2026年2月24日トピックス
10~12月期日本のGDP、年率0.2%増
内閣府は2025年10~12月期の国内総生産(GDP)は実質で前期比0.1%増、年率換算で0.2%増だったと発表した。プラス成長は2四半期ぶり。輸出は米国の高関税政策で自動車の減少からマイナス、個人消費は家計の節約志向を反映し0.1%の微増だったが、企業の設備投資は省力化のためのソフトウェア関連がけん引して微増の0.2%増などとなっている。原材料費のコスト増やGDPの大半を占める個人消費の低迷から依然、経済成長への重しが見られる。
米では10-12月期GDP、急激に減速
米商務省の発表によると、2025年10-12月期の実実国内総生産(GDP)は年率換算で前期比1.4%増だったことが明らかとなった。
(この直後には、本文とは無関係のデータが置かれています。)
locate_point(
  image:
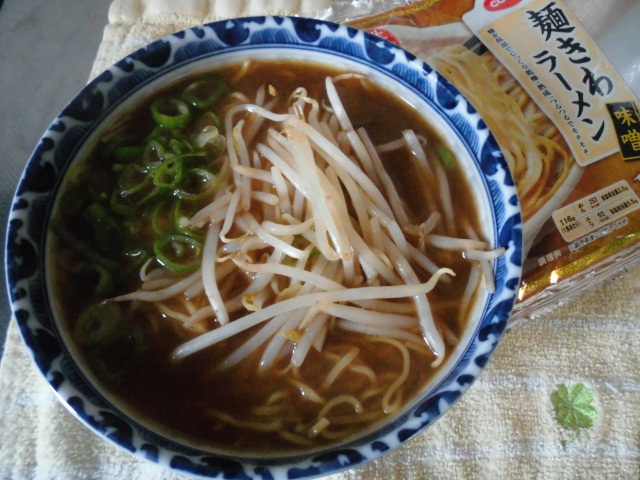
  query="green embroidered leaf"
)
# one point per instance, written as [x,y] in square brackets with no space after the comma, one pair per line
[573,408]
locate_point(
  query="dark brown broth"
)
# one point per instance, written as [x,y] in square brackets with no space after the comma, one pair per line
[178,397]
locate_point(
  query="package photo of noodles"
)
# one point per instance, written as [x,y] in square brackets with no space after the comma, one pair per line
[565,119]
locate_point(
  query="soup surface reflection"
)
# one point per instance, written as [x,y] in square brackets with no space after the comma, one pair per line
[132,223]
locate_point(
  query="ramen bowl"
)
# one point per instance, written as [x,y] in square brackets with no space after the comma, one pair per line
[35,289]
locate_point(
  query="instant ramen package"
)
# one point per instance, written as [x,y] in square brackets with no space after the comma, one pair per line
[566,121]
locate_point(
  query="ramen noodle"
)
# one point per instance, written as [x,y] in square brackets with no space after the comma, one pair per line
[580,204]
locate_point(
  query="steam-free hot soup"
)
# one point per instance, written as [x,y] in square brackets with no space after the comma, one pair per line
[273,256]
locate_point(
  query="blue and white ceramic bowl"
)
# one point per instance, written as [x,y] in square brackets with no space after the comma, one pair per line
[202,47]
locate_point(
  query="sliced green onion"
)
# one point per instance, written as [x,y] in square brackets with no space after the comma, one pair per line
[204,93]
[169,174]
[170,112]
[179,253]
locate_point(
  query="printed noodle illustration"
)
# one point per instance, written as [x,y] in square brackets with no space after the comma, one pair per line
[542,165]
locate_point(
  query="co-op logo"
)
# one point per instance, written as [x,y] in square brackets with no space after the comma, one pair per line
[495,5]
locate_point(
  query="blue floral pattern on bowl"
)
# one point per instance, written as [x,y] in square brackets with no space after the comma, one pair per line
[187,50]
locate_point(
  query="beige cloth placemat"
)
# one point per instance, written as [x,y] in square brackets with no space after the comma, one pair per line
[503,427]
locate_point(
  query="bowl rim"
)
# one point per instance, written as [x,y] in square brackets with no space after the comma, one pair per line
[70,130]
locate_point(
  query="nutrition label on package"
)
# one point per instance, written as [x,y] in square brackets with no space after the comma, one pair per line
[596,210]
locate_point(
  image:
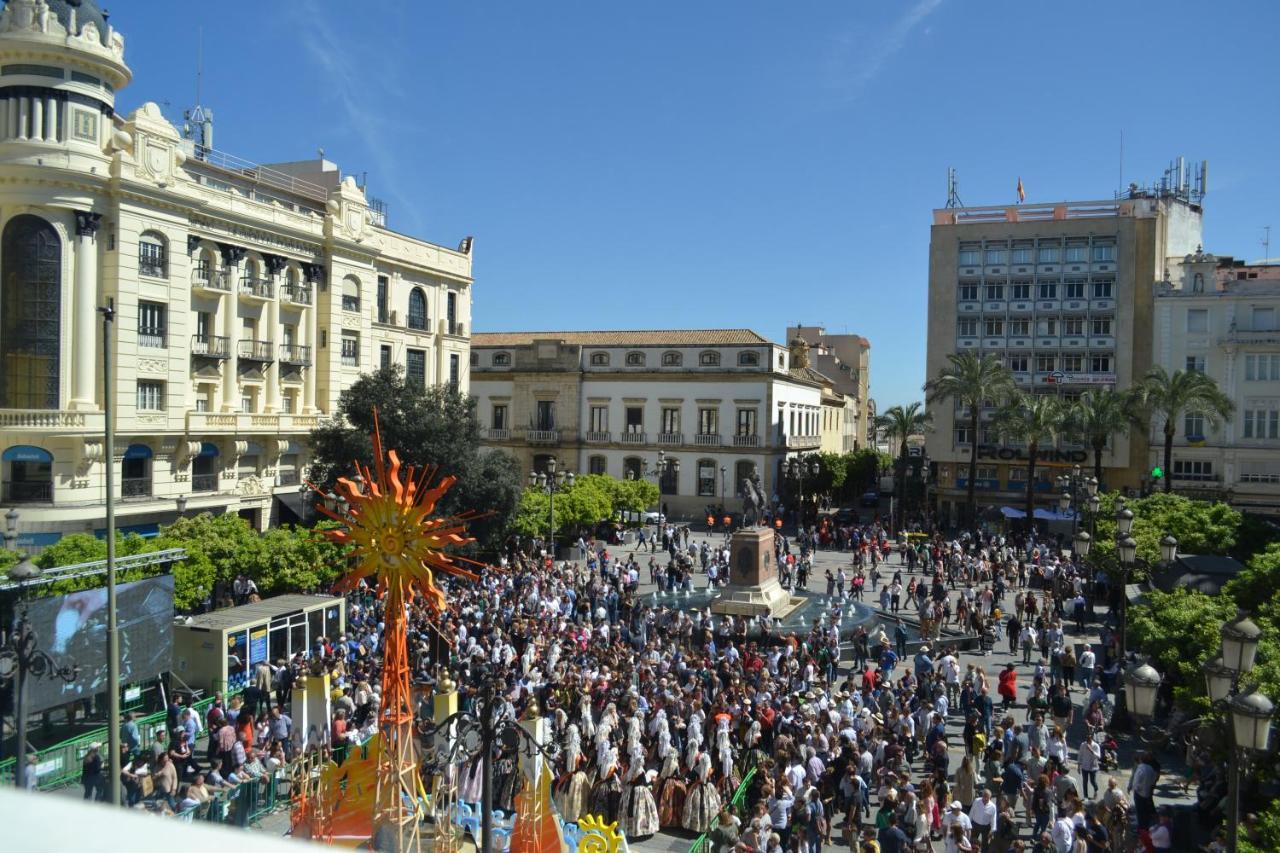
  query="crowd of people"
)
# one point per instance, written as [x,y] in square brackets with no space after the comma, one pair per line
[885,739]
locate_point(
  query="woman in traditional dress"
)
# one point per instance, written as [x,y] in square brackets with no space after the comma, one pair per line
[639,810]
[671,790]
[607,792]
[703,803]
[572,790]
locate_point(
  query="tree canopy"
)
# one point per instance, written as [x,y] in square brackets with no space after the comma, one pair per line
[433,425]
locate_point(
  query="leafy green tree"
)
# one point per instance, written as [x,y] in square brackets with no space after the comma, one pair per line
[1200,527]
[1034,420]
[969,381]
[577,507]
[1173,395]
[433,425]
[1097,416]
[1179,632]
[900,423]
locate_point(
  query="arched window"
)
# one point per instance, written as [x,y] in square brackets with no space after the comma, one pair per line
[30,314]
[351,293]
[417,309]
[152,255]
[707,478]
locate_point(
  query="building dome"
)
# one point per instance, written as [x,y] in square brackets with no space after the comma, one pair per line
[86,12]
前期の4.4%増から一転して減速となった。同省では背景として、政府機関の一部閉鎖が約6週間続いたことを挙げている。また、2025年通年のGDPは前年比2.2%増となったと発表したものの、前年の2.8%増から縮小し、マイナス成長だった2020年以来の低水準だったとしている。
上場企業の純利益、過去最高の54兆円
SMBC日興証券の集計によると、東京証券取引所の最上位市場「東証プライム」に上場する2026年3月期決算企業の純利益合計が54兆2877億円となる見通しにあることが分かった。前年同期比3.9%の増加で、増益は6年連続となり、過去最高を更新する。当初、米国の高関税政策による下振れリスクが懸念されたもののマイナス影響が小さく、人工知能(AI)関連企業や利上げにより業績が伸びた銀行が全体を押し上げた。
建築基準賃金、14年連続で最高を更新
国土交通省の発表によると、公共工事を見積もる際の建設労働者の基準賃金となる「労務単価」を全国平均で前年比4.5%に引き上げ、3月から適用するとした。14年連続で最高を更新した。人手不足が深刻な建設業だが、技能者の適正な賃金水準を確保する狙いが、労務単価引き上げの背景にある。労務単価は国や地方自治体が発注する公共工事の予定価格を積算する際の基準賃金として使われるとともに、民間工事でもこの労務単価を基に人件費の目安として設定されている。
1月の訪日外国人客は4年ぶりに減少
政府観光局は1月の訪日外国人客は前年同月比4.9%減の359万7500人だったと発表した。単月ベースで前年より減少するのは新型コロナウイルスの感染拡大していた2022年1月以来4年ぶりとなる。中国政府が日本への渡航自粛を国民に呼び掛けたこともあり、昨年12月の45.3%減から60.7%減まで拡大している。また、観光庁が発表した2025年10~12月期の国内旅行消費額は前年同月比2.6%減の6兆3022億円だった。
1月の企業倒産、13年ぶりの高水準
東京商工リサーチは1月の企業倒産(負債額1千万円以上)は887件に上ったと発表した。前年同月比5.6%の増加で、1月としては13年ぶりの高い水準だった。倒産要因として、人手不足や物価高が挙げられた。とくに深刻な人手不足関連での倒産は36件で、このうち人件費の高騰を理由としたのは3.1倍の19件で、無理な賃上げが中小・零細企業の経営を悪化させたと分析している。同では「企業の資金繰りへの支援が必要だ」との見解を示している。
小中高生の視力低下、深刻な状況に
文部科学省が発表した2025年度学校保健統計調査結果で、裸眼視力が1.0未満の割合が、小学生で36.07%、中学生で59.35%、高校生で71.51%に上っていた。小中学生は依然高い水準が続いているが、とくに高校生は過去最高となった。10年前と比べて、小中高で5~7ポイント増加しており、年を追うごとに視力低下が深刻な状況にある。視力低下について同省では「スマートフォンや本を近い距離で使用する機会が増えたことが背景にある」と分析している。
子どもの名前、男子は「湊」女子は「翠」
明治安田生命が2025年に生まれた約12500人の名前を調べたところ、男の子は「湊(みなと)」、女の子は「翠(すい)」が1989年の調査を開始以来、それぞれ初めて1位となった。男の子の2位には「伊織(いおり)」、「結翔(ゆいと)」が同数で並び、女の子は2位に「陽葵(ひまり)」、3位に「紬(つむぎ)」となった。同社では「格差や分断の広がりなど混沌とした時代の中、人とのつながりや結びつきを連想させる名前が人気だ」とみている。